Who is Farhan Lalji? Rotating Header Image

Building for value and profit

There’s an interesting discussion off of Jason Calacanis’s latest This Week in Start Ups with David Heinemeier Hansson (DHH) of 37signals about running a company and scaling. In a nutshell, Jason’s point is that there is finance available and companies should try and raise money to “swing for the fences”. DHH say’s that’s crap, companies should focus on making money. Contrast that with Ben Horowitz talking about building a case for the Fat start up, one that raised buckets of money to really operate at a high level and Fred Wilson disagreeing with that. So who’s right? They all are.

There’s no right way to build a big business, I don’t believe raising buckets of money is a bad thing, I also don’t believe focussing on being amazingly profitable as soon as possible is wrong either.
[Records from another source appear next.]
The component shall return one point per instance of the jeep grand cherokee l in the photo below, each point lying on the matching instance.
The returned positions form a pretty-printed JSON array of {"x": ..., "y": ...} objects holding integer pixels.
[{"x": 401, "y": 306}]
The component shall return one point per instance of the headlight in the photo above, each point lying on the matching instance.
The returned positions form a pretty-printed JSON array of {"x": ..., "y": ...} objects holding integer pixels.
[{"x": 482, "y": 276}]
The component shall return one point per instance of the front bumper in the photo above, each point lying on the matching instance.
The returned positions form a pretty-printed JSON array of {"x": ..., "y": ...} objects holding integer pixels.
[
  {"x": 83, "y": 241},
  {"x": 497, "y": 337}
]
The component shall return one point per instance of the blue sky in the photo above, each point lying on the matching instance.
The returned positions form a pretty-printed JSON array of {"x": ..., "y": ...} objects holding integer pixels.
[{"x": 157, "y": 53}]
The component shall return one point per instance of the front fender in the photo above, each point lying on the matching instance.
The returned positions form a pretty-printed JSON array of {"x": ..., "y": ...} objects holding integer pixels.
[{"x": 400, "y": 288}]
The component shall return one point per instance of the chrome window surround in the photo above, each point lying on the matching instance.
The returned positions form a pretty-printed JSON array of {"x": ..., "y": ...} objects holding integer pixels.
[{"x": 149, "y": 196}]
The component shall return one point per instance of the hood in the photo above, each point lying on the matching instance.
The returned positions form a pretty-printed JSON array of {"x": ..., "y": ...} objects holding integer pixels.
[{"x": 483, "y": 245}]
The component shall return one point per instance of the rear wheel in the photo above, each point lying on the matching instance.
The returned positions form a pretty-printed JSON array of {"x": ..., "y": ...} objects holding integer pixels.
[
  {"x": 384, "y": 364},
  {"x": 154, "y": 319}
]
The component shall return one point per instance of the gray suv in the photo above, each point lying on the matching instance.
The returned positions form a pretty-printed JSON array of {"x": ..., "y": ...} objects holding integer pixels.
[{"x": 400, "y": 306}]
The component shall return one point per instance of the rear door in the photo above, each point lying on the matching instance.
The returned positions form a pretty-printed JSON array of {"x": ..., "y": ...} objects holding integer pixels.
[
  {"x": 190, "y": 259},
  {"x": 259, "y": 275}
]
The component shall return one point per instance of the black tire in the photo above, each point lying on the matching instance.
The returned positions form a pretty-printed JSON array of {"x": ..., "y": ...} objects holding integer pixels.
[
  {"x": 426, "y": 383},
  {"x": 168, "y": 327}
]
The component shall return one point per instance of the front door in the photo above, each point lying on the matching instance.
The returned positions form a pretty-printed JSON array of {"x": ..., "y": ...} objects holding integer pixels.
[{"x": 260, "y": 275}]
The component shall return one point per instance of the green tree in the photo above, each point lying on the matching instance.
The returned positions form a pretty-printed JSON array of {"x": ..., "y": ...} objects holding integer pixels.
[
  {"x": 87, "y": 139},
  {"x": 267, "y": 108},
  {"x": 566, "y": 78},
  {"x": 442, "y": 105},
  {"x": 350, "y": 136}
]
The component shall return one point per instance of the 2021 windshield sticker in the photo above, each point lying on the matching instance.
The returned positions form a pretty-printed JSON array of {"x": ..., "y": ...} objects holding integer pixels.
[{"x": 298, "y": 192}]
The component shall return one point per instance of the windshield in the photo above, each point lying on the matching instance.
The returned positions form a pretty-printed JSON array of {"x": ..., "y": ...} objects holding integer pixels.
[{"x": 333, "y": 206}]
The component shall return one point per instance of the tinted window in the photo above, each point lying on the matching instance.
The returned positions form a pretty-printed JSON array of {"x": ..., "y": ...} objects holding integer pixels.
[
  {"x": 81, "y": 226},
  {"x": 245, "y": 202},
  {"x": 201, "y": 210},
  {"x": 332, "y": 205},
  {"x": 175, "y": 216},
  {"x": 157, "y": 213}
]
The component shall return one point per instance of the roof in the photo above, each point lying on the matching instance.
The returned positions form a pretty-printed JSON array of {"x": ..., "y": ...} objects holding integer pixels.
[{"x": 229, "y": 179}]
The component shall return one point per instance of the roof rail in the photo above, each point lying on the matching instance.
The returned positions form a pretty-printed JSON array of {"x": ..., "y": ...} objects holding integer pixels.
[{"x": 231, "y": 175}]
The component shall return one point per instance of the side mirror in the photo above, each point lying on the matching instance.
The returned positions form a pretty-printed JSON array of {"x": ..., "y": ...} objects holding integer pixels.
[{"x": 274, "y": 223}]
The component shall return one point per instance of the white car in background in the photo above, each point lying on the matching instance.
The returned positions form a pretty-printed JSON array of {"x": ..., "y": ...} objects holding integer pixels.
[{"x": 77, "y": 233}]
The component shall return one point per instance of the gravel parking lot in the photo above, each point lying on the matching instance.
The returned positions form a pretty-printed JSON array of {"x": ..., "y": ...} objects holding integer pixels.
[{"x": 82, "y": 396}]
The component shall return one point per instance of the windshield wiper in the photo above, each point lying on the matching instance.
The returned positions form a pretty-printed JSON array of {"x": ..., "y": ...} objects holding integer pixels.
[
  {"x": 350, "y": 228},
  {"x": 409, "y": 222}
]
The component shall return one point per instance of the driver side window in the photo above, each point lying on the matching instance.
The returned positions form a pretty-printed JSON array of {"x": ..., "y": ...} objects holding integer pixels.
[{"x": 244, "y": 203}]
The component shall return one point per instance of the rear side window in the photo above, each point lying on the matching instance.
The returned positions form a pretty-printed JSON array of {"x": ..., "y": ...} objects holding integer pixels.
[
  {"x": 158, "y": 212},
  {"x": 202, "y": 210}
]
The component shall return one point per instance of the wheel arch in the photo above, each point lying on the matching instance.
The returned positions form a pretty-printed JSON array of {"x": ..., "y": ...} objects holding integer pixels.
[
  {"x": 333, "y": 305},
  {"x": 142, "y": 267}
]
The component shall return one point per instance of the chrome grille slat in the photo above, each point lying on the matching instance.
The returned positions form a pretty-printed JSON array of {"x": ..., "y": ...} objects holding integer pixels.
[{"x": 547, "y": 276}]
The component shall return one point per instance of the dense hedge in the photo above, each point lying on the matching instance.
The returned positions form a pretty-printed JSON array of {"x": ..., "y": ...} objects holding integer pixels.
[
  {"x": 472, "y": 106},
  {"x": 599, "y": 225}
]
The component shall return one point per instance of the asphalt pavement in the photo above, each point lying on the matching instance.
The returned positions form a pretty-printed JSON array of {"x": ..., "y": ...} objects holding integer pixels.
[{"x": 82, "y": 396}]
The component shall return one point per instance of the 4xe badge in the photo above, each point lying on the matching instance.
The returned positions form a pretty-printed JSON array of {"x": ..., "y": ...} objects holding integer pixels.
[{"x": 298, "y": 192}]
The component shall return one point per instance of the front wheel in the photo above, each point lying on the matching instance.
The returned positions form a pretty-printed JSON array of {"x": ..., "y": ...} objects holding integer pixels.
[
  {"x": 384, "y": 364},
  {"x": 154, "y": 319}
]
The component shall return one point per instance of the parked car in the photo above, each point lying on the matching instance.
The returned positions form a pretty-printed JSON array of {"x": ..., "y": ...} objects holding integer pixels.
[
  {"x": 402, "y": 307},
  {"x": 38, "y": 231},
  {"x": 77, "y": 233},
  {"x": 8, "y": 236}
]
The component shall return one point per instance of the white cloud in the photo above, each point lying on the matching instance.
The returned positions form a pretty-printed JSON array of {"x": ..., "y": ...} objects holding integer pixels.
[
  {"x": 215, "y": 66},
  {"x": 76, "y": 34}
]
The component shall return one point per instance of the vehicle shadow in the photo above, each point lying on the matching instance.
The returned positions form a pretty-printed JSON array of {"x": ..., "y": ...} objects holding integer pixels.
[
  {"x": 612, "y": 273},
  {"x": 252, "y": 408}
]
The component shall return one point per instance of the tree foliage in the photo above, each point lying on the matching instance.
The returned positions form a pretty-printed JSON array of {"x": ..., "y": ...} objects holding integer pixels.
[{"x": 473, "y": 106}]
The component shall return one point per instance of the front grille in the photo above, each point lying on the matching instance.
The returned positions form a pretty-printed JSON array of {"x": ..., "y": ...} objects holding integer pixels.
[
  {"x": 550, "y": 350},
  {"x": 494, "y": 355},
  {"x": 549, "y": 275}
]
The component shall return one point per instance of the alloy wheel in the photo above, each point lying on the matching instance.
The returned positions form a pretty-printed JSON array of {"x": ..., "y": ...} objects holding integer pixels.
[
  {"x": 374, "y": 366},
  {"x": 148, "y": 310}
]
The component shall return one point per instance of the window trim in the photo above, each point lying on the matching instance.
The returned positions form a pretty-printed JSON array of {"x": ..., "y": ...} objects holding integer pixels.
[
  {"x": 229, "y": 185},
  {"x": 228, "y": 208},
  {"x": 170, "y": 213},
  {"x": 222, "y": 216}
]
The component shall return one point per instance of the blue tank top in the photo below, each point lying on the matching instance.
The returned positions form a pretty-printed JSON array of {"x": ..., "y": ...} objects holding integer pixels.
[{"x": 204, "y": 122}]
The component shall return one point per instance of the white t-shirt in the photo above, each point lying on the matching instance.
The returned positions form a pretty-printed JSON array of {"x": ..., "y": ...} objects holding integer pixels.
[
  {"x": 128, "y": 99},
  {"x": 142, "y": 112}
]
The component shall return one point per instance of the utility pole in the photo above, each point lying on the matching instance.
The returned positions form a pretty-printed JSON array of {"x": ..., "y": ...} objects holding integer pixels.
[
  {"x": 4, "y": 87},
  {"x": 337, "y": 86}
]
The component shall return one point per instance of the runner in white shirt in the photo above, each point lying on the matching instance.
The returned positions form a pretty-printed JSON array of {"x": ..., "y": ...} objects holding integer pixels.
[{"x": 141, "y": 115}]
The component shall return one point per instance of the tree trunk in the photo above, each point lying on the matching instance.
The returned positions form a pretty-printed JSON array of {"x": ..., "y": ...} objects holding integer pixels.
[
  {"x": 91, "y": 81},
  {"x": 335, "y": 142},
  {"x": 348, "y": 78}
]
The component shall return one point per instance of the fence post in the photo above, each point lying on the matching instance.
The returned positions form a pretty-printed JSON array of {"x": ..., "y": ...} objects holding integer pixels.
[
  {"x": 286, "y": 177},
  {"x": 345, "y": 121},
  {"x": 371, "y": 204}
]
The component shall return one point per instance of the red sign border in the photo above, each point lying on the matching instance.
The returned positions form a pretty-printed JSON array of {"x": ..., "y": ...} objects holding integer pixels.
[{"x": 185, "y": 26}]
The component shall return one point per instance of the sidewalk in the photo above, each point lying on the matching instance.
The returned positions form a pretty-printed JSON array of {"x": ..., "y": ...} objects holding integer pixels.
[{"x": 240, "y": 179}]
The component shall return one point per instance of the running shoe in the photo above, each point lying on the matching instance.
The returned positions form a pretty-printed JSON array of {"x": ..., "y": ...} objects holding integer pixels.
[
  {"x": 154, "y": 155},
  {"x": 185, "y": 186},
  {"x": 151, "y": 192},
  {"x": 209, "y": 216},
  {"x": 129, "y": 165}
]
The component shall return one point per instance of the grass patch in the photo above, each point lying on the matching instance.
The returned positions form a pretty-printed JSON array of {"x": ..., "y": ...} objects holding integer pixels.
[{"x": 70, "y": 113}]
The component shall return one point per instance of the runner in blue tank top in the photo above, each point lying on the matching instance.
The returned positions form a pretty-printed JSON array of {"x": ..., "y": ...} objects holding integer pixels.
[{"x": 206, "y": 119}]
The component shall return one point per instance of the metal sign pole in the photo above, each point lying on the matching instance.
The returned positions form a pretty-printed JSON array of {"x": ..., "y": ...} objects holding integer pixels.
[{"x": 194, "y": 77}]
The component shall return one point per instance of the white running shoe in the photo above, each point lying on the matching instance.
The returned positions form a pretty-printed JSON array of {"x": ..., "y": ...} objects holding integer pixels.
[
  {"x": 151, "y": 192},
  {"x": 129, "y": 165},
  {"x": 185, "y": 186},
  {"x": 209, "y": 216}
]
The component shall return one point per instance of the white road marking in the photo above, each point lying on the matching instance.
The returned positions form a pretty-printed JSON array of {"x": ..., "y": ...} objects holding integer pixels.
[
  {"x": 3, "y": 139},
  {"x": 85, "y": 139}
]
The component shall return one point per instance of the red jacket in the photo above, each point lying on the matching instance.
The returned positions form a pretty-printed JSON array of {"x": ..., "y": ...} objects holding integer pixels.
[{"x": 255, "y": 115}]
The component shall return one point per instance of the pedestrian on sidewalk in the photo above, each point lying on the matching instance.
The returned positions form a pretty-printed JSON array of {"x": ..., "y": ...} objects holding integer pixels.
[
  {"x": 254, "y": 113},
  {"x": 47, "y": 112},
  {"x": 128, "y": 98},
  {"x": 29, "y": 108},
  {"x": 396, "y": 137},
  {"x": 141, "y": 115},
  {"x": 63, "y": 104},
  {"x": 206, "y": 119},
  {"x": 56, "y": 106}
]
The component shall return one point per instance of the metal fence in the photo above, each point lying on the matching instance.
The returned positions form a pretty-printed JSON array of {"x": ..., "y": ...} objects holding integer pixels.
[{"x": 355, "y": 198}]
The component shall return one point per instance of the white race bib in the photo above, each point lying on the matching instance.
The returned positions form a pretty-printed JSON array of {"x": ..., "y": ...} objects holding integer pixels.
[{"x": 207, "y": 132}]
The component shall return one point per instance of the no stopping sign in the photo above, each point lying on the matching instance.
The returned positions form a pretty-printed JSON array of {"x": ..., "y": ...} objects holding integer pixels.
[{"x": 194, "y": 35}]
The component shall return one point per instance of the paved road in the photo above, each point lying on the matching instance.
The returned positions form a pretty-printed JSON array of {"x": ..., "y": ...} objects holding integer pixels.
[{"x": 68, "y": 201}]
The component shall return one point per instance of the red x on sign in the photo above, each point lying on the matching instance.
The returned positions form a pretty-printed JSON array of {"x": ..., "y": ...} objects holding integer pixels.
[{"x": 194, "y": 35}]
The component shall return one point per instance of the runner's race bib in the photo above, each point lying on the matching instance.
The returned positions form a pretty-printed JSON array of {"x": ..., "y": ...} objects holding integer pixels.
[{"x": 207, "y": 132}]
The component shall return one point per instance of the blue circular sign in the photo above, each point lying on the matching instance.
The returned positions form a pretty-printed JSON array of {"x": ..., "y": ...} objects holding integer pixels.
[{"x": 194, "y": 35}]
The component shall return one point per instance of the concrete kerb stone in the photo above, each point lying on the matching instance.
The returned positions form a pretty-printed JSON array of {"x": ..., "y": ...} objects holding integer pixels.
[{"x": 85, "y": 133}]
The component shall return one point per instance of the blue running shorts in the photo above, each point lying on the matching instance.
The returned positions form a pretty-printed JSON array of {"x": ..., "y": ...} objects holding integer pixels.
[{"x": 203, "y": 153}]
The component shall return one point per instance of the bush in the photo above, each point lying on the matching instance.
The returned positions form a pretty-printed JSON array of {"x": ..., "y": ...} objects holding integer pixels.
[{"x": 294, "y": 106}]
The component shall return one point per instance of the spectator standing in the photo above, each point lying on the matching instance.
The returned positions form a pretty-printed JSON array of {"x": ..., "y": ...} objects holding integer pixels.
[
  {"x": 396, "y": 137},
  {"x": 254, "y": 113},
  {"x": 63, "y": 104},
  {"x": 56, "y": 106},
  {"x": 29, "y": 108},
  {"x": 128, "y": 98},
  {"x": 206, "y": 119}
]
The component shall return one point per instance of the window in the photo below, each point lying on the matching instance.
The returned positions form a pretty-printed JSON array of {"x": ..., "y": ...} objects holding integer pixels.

It’s all about how you measure success. Companies may not be profitable but they may be providing a bucket load of value that doesn’t make tonnes of profit – for now, with a return coming at some time in the future. Twitter was raising money figuring stuff out, and then turned a switch and got to broke even. Facebook raised a bucket of money as well and is just getting to profitability. YouTube sold for a boatload and wasn’t making much money till recently. But could we imagine our lives without YouTube, Facebook and twitter? I don’t think so. These services provided a lot of value before they made a lot of money. But they will make a lot of money in the future, but they created a lot of value.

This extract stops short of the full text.